Małżeństwo Jezusa
Tym, co czyni nas odmiennymi od Boga, jest węgiel. „Jesteśmy wytworem składników i cząsteczek, które utworzyły przypadkiem kombinację, aby wytworzyć cud życia, albo też jesteśmy wytworem zamierzonego aktu stworzenia? Chociaż nie wyjaśnia się pochodzenia kodu w naszych komórkach, to sam prosty fakt jego istnienia i niewielkie prawdopodobieństwo, aby to posłanie uformułowało się przypadkiem, sugieruje istnienie jakiejś inteligencji i leżącej u jej podstaw intencji naszego co do naszego pochodzenia”, twierdzi Gregg Braden.
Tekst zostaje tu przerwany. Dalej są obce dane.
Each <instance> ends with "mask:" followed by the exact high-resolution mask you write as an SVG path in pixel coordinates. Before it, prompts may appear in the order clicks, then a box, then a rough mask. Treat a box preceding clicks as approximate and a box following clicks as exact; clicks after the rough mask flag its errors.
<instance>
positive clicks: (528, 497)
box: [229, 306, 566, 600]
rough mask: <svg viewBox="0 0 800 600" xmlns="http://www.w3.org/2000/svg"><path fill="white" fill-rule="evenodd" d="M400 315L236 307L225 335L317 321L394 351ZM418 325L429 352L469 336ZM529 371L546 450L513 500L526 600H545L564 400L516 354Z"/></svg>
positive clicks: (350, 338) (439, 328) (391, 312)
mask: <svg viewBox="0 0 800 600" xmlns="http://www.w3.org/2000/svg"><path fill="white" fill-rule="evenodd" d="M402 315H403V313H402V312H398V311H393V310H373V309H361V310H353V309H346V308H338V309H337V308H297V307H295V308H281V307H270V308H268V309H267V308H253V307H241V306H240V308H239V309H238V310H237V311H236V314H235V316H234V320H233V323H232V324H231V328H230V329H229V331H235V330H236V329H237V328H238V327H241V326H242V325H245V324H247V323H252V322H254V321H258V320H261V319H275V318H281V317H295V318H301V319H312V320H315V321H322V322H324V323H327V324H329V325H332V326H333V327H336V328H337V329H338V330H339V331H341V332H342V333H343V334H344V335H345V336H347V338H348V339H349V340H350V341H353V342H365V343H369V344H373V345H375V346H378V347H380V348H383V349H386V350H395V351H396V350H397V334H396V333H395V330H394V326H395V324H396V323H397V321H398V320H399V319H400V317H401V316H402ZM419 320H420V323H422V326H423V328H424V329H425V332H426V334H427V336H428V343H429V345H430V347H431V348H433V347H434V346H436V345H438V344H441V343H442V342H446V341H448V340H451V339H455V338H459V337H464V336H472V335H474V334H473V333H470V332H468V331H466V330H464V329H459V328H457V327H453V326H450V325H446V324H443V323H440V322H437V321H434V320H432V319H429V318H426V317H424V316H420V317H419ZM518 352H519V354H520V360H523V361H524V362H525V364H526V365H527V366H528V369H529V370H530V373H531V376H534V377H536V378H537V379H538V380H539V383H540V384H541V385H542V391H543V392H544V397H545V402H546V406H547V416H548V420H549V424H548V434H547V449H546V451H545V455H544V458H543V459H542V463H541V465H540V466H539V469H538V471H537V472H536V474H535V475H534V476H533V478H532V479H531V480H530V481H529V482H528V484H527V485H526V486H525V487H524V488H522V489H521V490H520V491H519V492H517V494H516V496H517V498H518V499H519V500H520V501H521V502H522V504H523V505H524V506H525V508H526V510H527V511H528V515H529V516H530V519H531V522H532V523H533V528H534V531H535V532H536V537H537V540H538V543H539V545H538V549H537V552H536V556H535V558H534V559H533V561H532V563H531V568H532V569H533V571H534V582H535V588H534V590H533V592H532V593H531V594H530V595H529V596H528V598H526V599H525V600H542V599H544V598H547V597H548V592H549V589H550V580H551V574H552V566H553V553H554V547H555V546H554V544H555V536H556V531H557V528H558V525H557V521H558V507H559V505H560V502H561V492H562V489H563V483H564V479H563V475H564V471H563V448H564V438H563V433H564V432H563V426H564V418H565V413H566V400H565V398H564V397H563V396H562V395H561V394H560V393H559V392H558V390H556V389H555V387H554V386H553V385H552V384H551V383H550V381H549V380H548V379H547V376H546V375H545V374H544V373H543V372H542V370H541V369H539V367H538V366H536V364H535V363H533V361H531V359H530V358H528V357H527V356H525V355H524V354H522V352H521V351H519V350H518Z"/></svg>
Według niego po 12 latach badań doszedł do wniosku, że „istnieje imię, które trwa jako osobowe imię Boga: YHVH, wieczny”. To pod tym imieniem na Górze Synaj Bóg przedstawił się Mojzeszowi. „Jeśli więc zamienimy nowoczesne składniki na cztery litery starożytnego imienia Boga, to mamy nieoczekiwany, na pierwszy rzut oka rezultat. Zamieniając końcowe H z YHVH na swój chemiczny odpowiednik: na azot, tlen i azot (HNON), wszystkie są gazami bez koloru, zapachu i niewidocznymi. Zamieniając 100% Bożego imienia na składniki z tego świata wytwarza substancję, która jest nietykalną, ale realną formą stworzenia”, wyjaśnia Braden. Przypomina on, że pierwsze próby zdefiniowania Bogaoświadczają, że jest On wszechobecny i, że w naszym świecie przybiera on postać niewidzialną dla oczu. „Tak więc on może być jedynie poznawany poprzez swoje manifestacje. Pierwsze rozdziały Księgi Rodzaju opisują, że w tej niefizycznej postaci Stwórca był obecny w czasie stwarzania”.